Dáil debates

Wednesday, 24 October 2012

European Council Meeting: Statements

 

11:55 am

Photo of Seán CroweSeán Crowe (Dublin South West, Sinn Fein) | Oireachtas source

Last week, before the European Council meeting, I asked the Taoiseach, on behalf of the Irish people, to try his hardest to ensure he got a deal which would solve our unsustainable debt crisis. A week later, the summit has come and gone but no deal has been made to solve the crisis facing people across Europe. At last week’s summit, behind all the spin, doublespeak, mixed messages, confusion and German mood changes, the fact remains the Taoiseach and his negotiators failed to deliver a deal for Ireland on debt as well as the overriding political necessity of separating sovereign and private debt. Many commentators have suggested the Taoiseach did not even succeed in getting it on the agenda for negotiation.
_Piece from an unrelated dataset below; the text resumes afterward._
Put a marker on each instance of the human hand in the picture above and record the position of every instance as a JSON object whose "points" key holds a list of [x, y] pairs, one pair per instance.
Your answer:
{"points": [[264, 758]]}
An information gap now exists following that meeting. Uncertainty will undermine confidence and lead directly to an increase in the cost of borrowing. Will the Taoiseach accept there is more uncertainty following the summit than prior to it? Time is not on our side. We have a debt timebomb ticking away. More than €6 billion is due to be paid on a promissory note next March - €3.1 billion to Anglo and €3.1 billion to Bank of Ireland for the one-year bond used to cover a 2012 promissory note payment. Would the Taoiseach describe the summit’s outcome, including the mixed messages, as adding to any certainty or confidence in the markets which we are proposing to go back to in 2014?

All we seem to have learned since the actual summit is that the German and French Governments have agreed that Ireland is a special case. What does that mean?